Alex Moss, CTO and managing partner at Conventus, said he thinks many SMEs are more a means to an end than the ultimate target.

"As the B2B digital world continues to become more entwined, large companies are requiring their vendors to interact with internal systems including procurement, logistics, marketing, human resources, payroll, and even into environmental and maintenance," he said. "These relationships and requirements create access into the parent organization -- the ultimate target."

That is also the message from Symantec Security response, which in an email to CSO said, "attackers often use SMBs as stepping stones to gain access to larger corporate networks."

PwC's Burg agrees, noting that, "smaller organizations increasingly serve as vendors, contractors, and business partners of bigger firms, and as such may have trusted access to the networks and data of these partners." And when they are cutting spending on security, their vulnerability increases.

"There is a very clear correlation between the amount of money spent and the effectiveness of a company's security program," Burg said.

In spite of those grim realities, experts say there are ways SMEs can improve their security without breaking their budget.

Healey said he thinks things could improve this year, "as more SMEs outsource to the cloud, giving them orders of magnitude better resilience and security."

Shannon also recommended moving to the cloud, and said another way to become less vulnerable is to, "diversify a bit -- don't put all your eggs in one basket. Have one system for personnel and one for production. Use different hard drives or different OSs. It will make you more resilient."

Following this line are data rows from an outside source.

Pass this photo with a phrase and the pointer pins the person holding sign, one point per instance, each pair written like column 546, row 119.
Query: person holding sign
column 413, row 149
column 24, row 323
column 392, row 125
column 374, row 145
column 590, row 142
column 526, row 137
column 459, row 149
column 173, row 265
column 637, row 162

Regulators are also paying closer attention to SMEs. In the retail world, the latest version of the Payment Card Industry Data Security Standard (PCI DSS), which took effect Jan. 1, requires more rigorous security standards for third-party vendors or contractors, which have been a weak point for major companies -- illustrated in a high-profile way by the catastrophic Target breach a little more than a year ago.

Throughout the business world, Moss said it is not realistic or fair to require SMEs to have, "the same complex controls and monitors that large enterprises leverage. However, it should be expected that they have basic controls, while the large enterprise is focused on tightly limiting, managing, and monitoring their vendor access," he said.

All this does not mean that large enterprises are no longer major targets. Burg notes that two of last year's high-profile retailer breaches, "yielded more than 50 million payment card records each. You're simply not going to find that level of payoff with smaller companies.

"Big companies also tend to have more high-value intellectual property and trade secrets that may not provide immediate financial gains but may be significantly more valuable in the long run," he said.

Symantec noted that in 2013, "targeted attacks increased by 91 percent and lasted an average of three times longer. Organizations, be they small or large, hold valuable information that will remain attractive for all types of criminals."

And Healey noted that, "it's easier to rob a house than a museum and easier to rob a museum than the Louvre. Yet heists will still target the Louvre because that is where the real treasure lies."